Researchers at CA Technologies claim to have uncovered a Trojan which could make the work of so-called 'phone hackers' a lot easier: installed on an Android handset, it silently records all incoming and outgoing calls.
The app, which claims to be a useful package called Android System Messenger, runs quietly in the background of any handset on which it is installed. When calls are made, it triggers a recording function that captures the audio and saves it to a file in the heavily compressed AMR format.
These small files - a few kilobytes per minute - are then uploaded to a remote server for the attacker to listen to at his or her leisure. From a user's perspective, nothing untoward has happened, although the more eagle-eyed may spot increased data upload activity if they have a third-party monitoring tool like 3G Watchdog installed.
The Trojan dumps its files in a folder called 'shangzhou' on the SD card as a temporary storage location prior to uploading, apparently named for a district in China itself named for King Zhou of Shang, the last king of the Chinese Shang Dynasty, suggesting a Chinese connection for the app.
The app's core function - call recording - is one emulated by legitimate apps such as CallRecorder, but the Trojan's use of misdirection places it firmly in the 'malware' category.

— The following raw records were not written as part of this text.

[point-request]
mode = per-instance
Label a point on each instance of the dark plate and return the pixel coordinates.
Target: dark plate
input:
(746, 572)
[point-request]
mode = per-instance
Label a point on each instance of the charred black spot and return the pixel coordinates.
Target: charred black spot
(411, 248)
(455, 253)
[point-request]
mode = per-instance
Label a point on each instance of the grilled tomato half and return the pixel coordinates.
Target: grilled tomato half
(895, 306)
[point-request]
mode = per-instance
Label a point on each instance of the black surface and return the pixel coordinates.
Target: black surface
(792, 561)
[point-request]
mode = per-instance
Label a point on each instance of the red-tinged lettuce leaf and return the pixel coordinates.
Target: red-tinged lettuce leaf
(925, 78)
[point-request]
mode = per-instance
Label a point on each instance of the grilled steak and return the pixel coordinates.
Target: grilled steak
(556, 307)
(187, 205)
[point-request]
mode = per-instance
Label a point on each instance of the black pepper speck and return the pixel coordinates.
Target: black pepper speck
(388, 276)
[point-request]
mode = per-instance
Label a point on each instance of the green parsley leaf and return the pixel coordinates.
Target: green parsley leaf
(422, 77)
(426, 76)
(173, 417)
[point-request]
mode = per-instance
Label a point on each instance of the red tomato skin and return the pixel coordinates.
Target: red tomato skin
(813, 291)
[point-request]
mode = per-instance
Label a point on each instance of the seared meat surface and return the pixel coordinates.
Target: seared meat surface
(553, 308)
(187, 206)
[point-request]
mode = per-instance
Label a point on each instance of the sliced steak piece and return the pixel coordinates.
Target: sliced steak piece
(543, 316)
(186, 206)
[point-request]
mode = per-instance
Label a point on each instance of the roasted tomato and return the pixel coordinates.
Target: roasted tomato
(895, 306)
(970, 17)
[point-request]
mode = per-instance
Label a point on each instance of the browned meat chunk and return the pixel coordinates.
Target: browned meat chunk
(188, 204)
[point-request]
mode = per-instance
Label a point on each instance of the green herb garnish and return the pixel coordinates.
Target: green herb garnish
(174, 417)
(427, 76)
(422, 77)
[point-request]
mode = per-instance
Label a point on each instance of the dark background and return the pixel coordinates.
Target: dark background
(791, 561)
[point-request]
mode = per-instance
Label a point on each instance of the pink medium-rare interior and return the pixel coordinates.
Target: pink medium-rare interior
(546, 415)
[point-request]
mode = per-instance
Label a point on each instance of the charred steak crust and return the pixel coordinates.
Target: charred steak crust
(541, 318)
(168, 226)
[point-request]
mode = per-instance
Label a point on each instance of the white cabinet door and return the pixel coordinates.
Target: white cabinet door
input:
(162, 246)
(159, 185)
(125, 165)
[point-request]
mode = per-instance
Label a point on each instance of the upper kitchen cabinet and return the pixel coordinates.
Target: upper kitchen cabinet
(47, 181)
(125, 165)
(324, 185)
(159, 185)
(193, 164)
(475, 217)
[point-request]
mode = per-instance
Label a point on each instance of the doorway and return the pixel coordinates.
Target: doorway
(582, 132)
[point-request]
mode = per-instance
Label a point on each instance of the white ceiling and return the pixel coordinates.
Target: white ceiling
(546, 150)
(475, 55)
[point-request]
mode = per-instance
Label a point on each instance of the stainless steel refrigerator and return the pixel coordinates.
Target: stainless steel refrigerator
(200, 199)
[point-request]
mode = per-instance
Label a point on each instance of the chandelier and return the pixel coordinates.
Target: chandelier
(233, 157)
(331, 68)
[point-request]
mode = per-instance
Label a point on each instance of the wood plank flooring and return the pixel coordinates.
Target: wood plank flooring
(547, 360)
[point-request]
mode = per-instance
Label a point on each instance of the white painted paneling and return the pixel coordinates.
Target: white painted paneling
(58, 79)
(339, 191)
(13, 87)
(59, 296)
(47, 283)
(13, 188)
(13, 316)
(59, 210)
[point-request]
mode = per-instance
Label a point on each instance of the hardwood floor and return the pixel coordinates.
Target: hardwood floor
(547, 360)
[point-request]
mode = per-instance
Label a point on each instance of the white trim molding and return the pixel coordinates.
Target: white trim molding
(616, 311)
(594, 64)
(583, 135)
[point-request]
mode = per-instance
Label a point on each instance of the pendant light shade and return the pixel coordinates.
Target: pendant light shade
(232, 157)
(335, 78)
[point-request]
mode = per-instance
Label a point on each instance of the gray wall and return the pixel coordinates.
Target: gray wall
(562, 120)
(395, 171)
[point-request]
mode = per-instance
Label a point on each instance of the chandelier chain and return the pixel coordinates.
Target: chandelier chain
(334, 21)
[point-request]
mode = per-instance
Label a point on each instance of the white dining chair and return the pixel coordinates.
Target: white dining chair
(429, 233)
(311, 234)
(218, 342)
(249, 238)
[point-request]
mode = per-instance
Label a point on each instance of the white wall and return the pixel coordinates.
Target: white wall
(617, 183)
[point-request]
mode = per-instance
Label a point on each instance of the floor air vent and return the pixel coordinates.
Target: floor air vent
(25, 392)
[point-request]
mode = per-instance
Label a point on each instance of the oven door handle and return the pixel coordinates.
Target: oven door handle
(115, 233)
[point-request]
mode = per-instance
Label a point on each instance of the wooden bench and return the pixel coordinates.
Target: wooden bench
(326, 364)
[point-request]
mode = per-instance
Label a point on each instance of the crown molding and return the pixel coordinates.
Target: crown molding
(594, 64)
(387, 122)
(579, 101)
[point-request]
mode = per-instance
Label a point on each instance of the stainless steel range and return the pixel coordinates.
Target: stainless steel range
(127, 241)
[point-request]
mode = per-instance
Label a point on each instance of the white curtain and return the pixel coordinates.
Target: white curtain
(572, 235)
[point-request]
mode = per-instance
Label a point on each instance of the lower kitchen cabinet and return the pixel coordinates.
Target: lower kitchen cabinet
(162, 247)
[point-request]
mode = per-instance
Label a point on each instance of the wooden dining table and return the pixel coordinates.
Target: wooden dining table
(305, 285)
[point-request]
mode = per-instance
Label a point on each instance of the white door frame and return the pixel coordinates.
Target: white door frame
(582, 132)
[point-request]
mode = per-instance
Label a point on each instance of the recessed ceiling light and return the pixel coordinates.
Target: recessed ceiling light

Thankfully, the app doesn't appear widespread, and is not available on the Android Market.
"As it is already widely acknowledged that this year is the year of mobile malware, we advise smartphone users to be more logical and exercise basic security principles while surfing and installing any applications," writes Dinesh Venkatesan on CA's research blog. Those basic security principles should extend to reviewing the permissions that an app requests on installation, he explains.
The Trojan reveals its true intention by requesting the 'Phone calls' permission, which grants it the right to 'intercept outgoing calls [and] read phone state and identity.' Without that permission, freely yet mistakenly granted by the user on installation, the software would be unable to monitor the call.
"It is always recommended to have logical decision making before allowing an app to have certain permissions," Venkatesan writes, highlighting that perhaps user error - or Google's failure to make the permissions dialogue more explicit in what each step allows - is the biggest threat to smartphone users' security.